Furthermore, while solving the issue of high computational costs, federated learning has a huge node coordination and communication problem. Varying data distributions and quality across nodes can affect the global model’s performance and reliability. Thus, there is a complicated question of how to sift “good” data and mitigate the influence of poor inputs. It is especially important in the case of local AI, where decision-making often happens in real time.
Last but not least, federated learning techniques do not mitigate the risk of malicious outputs or data bias. Actually, many separate learning processes in different nodes can exacerbate it, as those localized processes are virtually a black box. As of today, there is no single viable solution to this issue, and the question of how to distribute responsibility along the AI value chain remains a legal grey zone.
Despite considerable benefits, employing federated learning techniques for AI development in general and local AI in particular poses several potential risks and challenges, ranging from model complexity and data heterogeneity to the same old data privacy, which can be violated either accidentally (by leaking model parameters) or by launching attacks on client nodes and poisoning the global model.

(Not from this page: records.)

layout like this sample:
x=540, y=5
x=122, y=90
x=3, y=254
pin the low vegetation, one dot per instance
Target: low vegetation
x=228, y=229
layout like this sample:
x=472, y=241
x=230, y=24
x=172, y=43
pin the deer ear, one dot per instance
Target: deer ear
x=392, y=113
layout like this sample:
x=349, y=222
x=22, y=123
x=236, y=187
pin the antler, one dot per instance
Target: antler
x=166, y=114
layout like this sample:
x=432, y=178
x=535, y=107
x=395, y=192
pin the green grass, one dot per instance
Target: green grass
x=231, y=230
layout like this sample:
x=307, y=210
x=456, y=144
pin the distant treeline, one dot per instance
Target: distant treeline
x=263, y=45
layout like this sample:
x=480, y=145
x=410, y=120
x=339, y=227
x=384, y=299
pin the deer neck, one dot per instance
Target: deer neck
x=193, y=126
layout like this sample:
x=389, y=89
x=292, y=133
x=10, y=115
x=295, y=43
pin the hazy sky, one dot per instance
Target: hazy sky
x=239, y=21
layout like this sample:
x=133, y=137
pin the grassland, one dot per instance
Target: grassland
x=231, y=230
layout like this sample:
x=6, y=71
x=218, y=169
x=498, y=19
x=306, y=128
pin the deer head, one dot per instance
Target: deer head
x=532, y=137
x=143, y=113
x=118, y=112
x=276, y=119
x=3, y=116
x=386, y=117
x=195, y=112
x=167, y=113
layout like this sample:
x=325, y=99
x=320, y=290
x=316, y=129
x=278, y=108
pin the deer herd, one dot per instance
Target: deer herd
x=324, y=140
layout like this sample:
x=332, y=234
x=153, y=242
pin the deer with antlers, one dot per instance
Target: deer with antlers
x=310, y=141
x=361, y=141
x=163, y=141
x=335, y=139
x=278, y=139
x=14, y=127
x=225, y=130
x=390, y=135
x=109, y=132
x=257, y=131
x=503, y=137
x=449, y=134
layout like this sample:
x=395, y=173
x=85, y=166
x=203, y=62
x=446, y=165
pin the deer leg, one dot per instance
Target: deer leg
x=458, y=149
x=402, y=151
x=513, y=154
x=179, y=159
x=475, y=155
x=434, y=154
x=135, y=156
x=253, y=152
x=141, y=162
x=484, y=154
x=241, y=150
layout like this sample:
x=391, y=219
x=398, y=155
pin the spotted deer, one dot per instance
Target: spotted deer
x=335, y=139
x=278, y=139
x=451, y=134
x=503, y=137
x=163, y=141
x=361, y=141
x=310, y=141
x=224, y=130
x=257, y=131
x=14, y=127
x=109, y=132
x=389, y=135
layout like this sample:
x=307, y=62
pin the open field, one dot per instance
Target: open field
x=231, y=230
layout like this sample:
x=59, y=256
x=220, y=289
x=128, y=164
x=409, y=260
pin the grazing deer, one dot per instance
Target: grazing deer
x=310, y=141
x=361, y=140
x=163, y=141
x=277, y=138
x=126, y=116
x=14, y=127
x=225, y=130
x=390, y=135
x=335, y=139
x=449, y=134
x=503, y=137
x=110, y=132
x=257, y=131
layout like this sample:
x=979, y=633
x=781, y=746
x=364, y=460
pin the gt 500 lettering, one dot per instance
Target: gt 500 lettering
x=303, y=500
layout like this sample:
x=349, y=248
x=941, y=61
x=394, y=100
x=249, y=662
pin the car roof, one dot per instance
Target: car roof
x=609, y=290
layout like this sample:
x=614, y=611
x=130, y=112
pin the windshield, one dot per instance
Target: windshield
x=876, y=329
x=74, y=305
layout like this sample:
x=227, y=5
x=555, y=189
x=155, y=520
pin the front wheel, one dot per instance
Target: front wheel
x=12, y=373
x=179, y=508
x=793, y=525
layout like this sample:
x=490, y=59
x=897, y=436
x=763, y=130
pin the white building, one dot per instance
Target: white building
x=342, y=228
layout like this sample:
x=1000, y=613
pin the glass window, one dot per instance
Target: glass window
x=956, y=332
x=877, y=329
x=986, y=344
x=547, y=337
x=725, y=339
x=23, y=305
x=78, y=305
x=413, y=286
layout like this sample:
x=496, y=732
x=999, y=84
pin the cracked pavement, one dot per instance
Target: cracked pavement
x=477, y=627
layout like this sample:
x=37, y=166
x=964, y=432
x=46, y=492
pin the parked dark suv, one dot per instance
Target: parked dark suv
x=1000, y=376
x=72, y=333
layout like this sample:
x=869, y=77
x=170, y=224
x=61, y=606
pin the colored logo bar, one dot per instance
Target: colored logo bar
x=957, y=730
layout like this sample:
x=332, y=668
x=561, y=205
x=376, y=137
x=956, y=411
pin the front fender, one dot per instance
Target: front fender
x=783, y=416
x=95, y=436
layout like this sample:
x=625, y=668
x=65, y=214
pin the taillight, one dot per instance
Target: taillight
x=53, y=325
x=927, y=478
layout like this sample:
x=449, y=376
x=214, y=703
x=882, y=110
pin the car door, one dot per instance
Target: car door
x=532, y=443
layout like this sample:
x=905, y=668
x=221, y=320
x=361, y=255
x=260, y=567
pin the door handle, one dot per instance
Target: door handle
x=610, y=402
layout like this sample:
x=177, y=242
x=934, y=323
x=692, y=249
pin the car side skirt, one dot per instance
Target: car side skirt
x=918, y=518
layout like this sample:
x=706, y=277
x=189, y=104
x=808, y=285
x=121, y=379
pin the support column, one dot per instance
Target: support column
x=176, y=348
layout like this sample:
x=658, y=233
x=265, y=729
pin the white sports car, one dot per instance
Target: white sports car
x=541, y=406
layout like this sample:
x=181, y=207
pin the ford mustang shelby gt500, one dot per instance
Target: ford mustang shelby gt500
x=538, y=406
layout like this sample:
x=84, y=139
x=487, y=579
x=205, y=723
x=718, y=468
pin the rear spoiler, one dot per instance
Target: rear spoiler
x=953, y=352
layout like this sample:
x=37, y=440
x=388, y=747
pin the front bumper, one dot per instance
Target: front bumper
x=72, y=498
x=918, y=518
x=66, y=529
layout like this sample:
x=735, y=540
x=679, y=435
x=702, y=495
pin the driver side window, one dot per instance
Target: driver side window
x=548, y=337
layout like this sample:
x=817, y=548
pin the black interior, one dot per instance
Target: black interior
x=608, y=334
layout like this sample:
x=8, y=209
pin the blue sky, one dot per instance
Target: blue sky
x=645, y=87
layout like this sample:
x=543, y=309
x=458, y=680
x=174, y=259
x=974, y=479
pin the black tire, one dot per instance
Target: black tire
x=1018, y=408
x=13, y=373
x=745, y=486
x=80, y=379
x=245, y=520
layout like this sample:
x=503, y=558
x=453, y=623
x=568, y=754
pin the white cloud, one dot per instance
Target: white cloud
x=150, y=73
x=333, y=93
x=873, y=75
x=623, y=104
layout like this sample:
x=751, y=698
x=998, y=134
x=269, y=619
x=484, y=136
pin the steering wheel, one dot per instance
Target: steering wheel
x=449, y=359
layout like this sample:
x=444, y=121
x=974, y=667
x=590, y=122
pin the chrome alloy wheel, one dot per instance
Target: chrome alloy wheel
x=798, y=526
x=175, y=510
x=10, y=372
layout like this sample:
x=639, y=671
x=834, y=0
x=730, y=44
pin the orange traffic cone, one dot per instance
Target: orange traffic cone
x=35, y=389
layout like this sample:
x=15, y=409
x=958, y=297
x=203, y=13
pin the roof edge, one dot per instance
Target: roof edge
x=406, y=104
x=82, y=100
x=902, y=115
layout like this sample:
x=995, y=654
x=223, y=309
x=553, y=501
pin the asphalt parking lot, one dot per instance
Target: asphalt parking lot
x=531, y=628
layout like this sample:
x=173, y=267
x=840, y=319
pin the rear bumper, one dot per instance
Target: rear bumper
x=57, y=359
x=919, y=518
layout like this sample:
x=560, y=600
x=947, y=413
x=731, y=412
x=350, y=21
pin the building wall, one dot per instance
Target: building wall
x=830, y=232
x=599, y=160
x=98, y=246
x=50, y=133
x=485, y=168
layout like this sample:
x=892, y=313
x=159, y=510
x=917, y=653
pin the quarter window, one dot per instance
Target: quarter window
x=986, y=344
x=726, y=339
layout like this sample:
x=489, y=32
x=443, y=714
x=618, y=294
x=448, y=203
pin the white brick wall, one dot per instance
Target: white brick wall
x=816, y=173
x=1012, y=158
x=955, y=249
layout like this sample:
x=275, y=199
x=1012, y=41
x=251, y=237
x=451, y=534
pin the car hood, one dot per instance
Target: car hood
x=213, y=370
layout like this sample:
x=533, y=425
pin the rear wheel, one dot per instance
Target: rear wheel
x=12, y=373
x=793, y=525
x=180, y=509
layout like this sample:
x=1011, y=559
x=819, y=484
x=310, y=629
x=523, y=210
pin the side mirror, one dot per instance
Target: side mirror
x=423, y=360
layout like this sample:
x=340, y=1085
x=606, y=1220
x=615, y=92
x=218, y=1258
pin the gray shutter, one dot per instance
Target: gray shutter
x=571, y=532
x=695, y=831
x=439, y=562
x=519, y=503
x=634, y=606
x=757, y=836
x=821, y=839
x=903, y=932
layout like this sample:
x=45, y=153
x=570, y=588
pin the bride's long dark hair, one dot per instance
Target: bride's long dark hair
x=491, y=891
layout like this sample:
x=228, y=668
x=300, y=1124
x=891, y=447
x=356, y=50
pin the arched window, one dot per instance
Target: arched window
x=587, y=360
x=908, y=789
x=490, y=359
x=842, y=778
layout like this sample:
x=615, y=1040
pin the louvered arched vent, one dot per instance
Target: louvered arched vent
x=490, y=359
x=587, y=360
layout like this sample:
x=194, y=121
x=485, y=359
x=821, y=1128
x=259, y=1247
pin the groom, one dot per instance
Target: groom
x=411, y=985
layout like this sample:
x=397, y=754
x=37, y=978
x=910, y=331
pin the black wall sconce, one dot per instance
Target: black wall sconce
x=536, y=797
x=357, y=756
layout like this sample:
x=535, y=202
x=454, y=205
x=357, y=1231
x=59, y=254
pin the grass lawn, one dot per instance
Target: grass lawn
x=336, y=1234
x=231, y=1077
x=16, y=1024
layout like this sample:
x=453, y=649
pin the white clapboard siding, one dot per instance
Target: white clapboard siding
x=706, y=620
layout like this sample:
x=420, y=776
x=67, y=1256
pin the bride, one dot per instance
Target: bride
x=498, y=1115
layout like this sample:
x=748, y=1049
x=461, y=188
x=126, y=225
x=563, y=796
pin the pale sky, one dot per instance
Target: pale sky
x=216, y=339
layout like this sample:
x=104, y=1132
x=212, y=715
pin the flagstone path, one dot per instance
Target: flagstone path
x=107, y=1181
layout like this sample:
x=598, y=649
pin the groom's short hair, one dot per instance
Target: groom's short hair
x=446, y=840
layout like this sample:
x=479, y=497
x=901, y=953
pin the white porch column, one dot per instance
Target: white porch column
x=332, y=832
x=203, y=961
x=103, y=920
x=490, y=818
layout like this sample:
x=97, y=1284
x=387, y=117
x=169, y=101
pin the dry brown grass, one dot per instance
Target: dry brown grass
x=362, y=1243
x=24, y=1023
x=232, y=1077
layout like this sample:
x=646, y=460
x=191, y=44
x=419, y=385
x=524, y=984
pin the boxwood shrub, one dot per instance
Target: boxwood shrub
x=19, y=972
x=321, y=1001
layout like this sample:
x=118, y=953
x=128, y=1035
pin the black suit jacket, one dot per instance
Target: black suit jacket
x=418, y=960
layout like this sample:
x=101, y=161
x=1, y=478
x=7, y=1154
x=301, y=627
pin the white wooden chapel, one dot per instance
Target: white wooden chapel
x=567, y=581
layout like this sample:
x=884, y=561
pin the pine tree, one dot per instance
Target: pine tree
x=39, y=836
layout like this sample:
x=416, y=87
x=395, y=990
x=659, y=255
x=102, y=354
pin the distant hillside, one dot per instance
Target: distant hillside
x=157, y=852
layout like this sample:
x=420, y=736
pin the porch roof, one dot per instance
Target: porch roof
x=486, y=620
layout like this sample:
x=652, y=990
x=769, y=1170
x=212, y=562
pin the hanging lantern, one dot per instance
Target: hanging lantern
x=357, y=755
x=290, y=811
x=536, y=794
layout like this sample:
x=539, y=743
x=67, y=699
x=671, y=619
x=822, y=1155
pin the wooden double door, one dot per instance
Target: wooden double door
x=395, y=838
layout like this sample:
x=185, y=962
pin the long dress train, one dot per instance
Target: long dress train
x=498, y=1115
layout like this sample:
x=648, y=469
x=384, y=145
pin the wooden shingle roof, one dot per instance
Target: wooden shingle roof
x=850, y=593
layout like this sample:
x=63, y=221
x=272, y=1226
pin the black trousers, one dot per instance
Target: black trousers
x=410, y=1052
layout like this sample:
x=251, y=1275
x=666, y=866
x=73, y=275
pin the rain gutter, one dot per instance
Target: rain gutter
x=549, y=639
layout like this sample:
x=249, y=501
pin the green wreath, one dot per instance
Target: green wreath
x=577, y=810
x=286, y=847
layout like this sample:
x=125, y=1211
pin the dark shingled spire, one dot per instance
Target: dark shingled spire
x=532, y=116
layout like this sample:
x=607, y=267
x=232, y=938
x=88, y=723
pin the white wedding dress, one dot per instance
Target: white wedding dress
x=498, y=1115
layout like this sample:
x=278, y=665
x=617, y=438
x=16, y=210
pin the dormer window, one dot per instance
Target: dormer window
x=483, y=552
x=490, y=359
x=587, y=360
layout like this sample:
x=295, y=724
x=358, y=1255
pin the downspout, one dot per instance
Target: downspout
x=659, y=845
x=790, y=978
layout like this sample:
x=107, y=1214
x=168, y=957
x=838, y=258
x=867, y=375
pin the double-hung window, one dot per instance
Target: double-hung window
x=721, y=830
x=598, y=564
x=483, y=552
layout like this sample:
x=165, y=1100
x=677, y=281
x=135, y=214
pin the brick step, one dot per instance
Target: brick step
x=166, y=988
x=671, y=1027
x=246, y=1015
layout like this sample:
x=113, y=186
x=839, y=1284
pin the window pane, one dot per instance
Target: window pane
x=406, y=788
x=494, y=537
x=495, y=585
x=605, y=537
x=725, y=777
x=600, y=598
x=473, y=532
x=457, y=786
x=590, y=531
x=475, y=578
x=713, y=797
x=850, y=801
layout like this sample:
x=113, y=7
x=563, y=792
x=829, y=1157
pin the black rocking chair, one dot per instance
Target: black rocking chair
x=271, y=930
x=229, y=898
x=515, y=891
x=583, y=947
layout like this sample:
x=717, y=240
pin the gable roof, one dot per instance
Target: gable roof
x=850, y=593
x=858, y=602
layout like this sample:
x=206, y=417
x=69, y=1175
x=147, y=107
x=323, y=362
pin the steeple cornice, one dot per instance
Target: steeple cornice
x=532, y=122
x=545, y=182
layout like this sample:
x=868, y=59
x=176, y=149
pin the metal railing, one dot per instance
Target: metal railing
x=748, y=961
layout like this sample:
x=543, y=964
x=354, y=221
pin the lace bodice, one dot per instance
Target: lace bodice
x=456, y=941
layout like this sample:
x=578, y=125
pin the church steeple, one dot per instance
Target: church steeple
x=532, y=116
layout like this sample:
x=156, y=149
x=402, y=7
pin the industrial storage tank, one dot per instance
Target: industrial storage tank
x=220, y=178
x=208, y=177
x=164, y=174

However, these challenges should by no means stop the AI industry from using federated learning techniques. As of today, there is no better way to comply with data regulations, except for one — not using sensitive data at all. This is utopian (or even dystopian) since it means that vital areas of AI development, such as healthcare and financial services, will have no way forward for years to come.
Currently, many providers try to circumvent the problem by using synthetic data. However, where critical aspects — health and security — are at stake, data quality must be the number one priority when developing artificial brains.